My friend Emma was telling me about someone she used to know who told her this story: that when he was a student he was annoyed about the waste of paper, so he went to some committee or other and suggested some solution or other and lo and behold a few weeks later he saw that his suggestions had been implemented. This taught him that by going through the right channels you could get things done. The person in question is now making his way in politics. Emma told me that on three seperate occasions she heard this guy tell this story to different people. It was, she said, his identifying story.
Which made me think. Perhaps we all have an identifying story. It would be the one we churn out on a first date. The story that best defines us, or, at least, the one that, in our own mind, set us on a certain trajectory.

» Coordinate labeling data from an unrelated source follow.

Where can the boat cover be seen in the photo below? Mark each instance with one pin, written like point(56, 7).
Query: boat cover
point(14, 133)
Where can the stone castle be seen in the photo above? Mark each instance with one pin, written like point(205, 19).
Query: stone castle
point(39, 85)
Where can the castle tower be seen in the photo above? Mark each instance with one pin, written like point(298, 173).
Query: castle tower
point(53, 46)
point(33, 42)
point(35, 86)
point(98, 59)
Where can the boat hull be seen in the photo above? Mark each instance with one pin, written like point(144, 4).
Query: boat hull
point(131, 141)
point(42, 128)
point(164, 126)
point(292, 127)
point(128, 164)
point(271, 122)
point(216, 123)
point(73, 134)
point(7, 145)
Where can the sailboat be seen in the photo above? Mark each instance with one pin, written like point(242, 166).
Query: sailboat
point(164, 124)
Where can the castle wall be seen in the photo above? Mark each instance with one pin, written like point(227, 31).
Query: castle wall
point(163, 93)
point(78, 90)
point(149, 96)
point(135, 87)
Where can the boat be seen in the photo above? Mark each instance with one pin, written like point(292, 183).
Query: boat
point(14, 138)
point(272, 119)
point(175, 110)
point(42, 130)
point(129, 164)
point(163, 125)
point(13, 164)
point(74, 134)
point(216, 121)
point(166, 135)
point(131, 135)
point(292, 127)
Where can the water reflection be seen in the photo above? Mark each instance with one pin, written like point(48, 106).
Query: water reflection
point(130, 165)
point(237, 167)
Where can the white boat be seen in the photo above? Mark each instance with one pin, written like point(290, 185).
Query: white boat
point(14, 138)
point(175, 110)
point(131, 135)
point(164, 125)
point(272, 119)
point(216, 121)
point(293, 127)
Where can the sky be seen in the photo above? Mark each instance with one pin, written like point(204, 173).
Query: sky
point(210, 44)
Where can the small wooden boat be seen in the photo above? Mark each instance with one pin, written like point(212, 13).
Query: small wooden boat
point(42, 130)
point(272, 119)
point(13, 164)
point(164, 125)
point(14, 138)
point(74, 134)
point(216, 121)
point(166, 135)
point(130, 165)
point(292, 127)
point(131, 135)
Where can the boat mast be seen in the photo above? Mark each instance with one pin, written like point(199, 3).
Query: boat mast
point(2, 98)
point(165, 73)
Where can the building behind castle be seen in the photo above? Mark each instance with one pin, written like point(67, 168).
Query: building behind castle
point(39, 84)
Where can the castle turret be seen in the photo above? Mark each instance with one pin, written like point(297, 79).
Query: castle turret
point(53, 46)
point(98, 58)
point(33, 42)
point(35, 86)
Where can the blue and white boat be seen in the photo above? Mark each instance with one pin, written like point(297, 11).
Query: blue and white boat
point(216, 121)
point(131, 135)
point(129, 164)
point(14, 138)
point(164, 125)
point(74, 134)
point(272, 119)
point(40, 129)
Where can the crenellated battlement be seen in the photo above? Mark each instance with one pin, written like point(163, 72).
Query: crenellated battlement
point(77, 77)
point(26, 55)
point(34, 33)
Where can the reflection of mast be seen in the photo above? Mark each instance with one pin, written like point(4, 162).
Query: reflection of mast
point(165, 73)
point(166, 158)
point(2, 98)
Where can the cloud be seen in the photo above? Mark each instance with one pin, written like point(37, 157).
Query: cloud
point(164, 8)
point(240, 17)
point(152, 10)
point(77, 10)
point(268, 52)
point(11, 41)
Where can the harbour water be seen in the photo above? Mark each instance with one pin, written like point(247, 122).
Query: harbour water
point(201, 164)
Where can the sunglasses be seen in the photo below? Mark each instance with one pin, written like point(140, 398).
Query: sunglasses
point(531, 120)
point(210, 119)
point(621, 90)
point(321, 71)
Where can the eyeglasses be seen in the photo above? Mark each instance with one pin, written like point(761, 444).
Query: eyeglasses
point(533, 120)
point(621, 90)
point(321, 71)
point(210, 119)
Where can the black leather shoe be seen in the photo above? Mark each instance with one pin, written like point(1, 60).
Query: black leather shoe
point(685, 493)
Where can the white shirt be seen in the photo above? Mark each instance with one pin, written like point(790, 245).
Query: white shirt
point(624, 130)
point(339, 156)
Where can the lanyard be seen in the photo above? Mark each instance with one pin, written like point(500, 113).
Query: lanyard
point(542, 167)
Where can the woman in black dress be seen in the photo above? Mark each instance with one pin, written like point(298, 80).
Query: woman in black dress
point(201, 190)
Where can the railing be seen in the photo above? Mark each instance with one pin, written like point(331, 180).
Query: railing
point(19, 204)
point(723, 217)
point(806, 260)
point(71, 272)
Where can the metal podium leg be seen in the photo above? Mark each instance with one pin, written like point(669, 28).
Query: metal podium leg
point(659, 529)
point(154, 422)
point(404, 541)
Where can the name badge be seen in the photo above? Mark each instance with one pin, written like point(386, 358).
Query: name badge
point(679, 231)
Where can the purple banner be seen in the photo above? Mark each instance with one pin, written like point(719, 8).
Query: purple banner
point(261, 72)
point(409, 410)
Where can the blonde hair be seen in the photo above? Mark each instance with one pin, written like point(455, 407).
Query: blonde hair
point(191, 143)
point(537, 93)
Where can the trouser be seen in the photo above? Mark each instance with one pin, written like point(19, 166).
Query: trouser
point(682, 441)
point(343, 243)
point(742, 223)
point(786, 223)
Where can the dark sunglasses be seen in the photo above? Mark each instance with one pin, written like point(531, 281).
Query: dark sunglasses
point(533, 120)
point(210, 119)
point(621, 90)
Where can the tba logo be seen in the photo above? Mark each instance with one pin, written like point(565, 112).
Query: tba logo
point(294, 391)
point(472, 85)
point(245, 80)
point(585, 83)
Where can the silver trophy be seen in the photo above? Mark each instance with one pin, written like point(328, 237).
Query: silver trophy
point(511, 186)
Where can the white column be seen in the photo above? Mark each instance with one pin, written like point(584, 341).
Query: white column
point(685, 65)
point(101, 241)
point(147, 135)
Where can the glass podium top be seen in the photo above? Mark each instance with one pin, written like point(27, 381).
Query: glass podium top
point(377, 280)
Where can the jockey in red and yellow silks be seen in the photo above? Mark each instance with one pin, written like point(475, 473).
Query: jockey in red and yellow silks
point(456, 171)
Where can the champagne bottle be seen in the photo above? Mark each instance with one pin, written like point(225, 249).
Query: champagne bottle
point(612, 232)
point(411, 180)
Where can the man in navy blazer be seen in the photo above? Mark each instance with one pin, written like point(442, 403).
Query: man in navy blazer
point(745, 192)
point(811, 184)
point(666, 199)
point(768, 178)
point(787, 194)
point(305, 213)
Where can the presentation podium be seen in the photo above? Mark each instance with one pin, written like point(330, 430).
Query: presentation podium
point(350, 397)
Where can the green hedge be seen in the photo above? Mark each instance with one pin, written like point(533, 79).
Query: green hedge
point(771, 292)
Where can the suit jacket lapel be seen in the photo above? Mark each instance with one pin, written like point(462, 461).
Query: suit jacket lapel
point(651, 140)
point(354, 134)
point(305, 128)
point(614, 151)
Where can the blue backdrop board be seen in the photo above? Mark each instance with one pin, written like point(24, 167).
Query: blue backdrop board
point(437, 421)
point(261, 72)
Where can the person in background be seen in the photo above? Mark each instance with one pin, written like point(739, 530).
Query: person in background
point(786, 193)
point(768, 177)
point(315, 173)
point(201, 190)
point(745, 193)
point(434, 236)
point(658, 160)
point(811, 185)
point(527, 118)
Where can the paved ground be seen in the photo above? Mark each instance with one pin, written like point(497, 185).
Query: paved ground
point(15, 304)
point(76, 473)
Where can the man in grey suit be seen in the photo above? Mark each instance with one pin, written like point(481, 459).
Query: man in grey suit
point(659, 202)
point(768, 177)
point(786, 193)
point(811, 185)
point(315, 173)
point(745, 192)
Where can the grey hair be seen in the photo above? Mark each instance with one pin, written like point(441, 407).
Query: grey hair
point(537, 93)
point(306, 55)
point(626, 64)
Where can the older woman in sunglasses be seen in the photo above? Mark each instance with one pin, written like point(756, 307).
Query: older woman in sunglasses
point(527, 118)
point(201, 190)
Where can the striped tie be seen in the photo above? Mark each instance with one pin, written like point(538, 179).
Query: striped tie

Boring people tend to have a very clear idea about what their identifying story is because their knowledge of themselves is dead knowledge. And then, of course, people who are forever defining themselves are the dullest people. They say things like ‘I’m not the kind of person who stands for that kind of thing…’ and ‘I have my own way of doing things…’ Borish stuff.
We can all remember trying not to betray to an interlocutor that we have already heard a story they are recounting and us having to self-consciously post up an interested mien, and, worryingly, also when telling a story that moment when we suddenly realise we’ve already told that story before, and to the same person who is staring at us looking for all the world as if they are interested.